Cartas de Lucian Freud na adolescência revelam sua sexualidade complexa
Lucian Freud teve um relacionamento gay com o poeta Stephen Spender, ao que parece, com base em suas cartas de amor de juventude que serão leiloadas pela Sotheby's.
Se você baseia suas opiniões sobre artistas em fofocas e notícias sensacionalistas, isso pode causar surpresa. Desde a morte de Freud, em 2011, mais e mais detalhes sobre suas atividades heterossexuais se tornaram conhecidos. Ele teve "pelo menos" 14 filhos, com diferentes mães, e aparentemente bateu por larga margem o recorde de Picasso em termos de dormir com suas modelos.
Já com mais de 80 anos, Freud ainda tinha energia suficiente para pintar Kate Moss nua. Também fez uma tatuagem no traseiro da modelo. Em um momento ligeiramente mais acadêmico, ele batalhou por manter "Diana e Actaeon", de Ticiano, no Reino Unido –o quadro do mais extravagantemente heterossexual dos artistas do Renascimento mostra um grupo de mulheres nuas.
Courtesy Lucian Freud Archive | ||
O quadro "Benefits Supervisor Sleeping", de 1995 |
Dizia-se de Ticiano, em sua época, que ele costumava se cansar porque ia para a cama com todas as suas modelos. Os rumores sobre as constantes cantadas e oportunismo de Freud em breve aparecerão em biografias e reforçarão sua reputação como o que no passado as pessoas costumavam chamar de "conquistador".
Mas seus quadros revelam outra história. Sigmund Freud, o avô do pintor, contemplando sua arte, certamente teria visto algo de mais complexo do que a concupiscência do macho por damas suculentas. Para começar, Freud pouco faz para tornar mais belas as suas modelos. Suas representações do corpo humano, duras e pontuadas por tons de azul e cinza, dificilmente poderiam ser consideradas sensuais da maneira que Ticiano é visto como sensual. Em lugar de buscar incansavelmente a beleza estereotipada (seu retrato de Kate Moss é uma exceção, e uma obra fraca), ele se deixava atrair pela variedade e pela diferença, como no famoso nu "Benefits Supervisor Sleeping".
Há outra maneira de ver Freud: como artista que celebra a ambiguidade do desejo e da identidade sexual. Longe de estar sempre à caça de mulheres, como Ticiano ou Picasso, ele também sentia fascínio por homens. Além disso, se deixava atrair por pessoas cuja identidade não estão claramente definida.

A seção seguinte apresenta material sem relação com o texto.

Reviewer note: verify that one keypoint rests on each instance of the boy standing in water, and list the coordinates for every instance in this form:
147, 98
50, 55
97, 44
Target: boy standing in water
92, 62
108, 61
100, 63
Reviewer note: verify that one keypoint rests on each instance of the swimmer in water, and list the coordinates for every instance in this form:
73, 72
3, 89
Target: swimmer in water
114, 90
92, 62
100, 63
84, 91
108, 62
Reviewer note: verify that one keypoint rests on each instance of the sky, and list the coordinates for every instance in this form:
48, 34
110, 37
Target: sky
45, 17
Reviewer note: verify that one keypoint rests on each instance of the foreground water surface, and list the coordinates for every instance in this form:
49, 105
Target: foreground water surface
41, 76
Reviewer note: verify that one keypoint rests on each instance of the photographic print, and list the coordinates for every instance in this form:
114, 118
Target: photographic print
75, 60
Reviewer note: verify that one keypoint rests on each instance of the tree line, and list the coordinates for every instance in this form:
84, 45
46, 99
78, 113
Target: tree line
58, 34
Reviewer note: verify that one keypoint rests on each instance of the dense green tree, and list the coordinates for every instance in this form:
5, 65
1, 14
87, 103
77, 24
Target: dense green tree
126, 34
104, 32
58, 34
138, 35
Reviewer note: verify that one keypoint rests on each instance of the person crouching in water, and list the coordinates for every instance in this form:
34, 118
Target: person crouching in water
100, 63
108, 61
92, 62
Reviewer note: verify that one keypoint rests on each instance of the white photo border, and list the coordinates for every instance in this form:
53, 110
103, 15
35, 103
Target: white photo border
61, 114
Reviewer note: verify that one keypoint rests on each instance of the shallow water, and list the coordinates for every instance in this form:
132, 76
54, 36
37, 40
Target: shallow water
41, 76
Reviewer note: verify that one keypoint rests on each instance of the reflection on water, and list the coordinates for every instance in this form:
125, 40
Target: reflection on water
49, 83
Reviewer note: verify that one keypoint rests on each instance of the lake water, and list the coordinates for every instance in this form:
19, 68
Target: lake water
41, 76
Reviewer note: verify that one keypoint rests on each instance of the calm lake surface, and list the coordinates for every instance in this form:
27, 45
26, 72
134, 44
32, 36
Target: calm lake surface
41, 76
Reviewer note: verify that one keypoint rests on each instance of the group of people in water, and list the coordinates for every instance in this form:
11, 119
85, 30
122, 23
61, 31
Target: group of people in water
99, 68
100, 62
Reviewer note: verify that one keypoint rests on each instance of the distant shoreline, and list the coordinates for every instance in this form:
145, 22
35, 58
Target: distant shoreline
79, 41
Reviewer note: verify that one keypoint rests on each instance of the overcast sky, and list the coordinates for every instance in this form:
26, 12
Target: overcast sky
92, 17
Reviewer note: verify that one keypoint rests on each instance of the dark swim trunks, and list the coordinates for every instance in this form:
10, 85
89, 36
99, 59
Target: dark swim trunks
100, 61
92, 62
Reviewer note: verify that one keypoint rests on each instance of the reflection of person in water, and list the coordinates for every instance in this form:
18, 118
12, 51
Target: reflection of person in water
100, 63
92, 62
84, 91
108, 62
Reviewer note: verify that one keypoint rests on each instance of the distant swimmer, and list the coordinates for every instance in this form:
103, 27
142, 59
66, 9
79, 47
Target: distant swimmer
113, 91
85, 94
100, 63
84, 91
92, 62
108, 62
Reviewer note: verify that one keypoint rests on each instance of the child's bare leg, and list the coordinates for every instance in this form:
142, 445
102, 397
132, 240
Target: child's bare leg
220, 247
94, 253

Os quadros mais grandiosos de Freud são os retratos nus do artista performático Leigh Bowery. São monumentos a uma personalidade colossal e lamentos por uma era de crise na comunidade gay: Bowery morreu de Aids em 1994. A paixão de Freud pelo corpo de Bowery é tão copiosa quanto seu entusiasmo pela carne de Sue Tilley. Esses grandes modelos inspiravam alguma forma de fascinação que não era nem gay e nem heterossexual, mas sim... uma fascinação de pintor. E na liberdade de seu estúdio, Freud via as pessoas livres de personas sexuais fixas –reduzidas à carne e ainda assim liberadas nela.
Reprodução | ||
"Naked Man, Back View", obra de Lucian Freud que tinha o artista performático Leigh Bowery como modelo |
Ele não é um artista gay e nem um artista heterossexual. Bowery era declaradamente gay mas se casou com Nicola Bateman, no ano em que morreu. Freud os pintou juntos na cama, pessoas nuas e apaixonadas se agarrando –seres humanos encontrando conforto um no outro.
As cartas trocadas por Freud e Spender não são só mais uma fofoca. Representam uma nota cautelar de que não devemos interpretar a arte com base em suposições biográficas. Freud claramente gostava de sexo, disso podemos ter certeza. Mas, como pintor, ele realizou algo de mais estranho e mais universal que a luxúria. Via as pessoas libertas das restrições não só de suas roupas mas de seus sexos.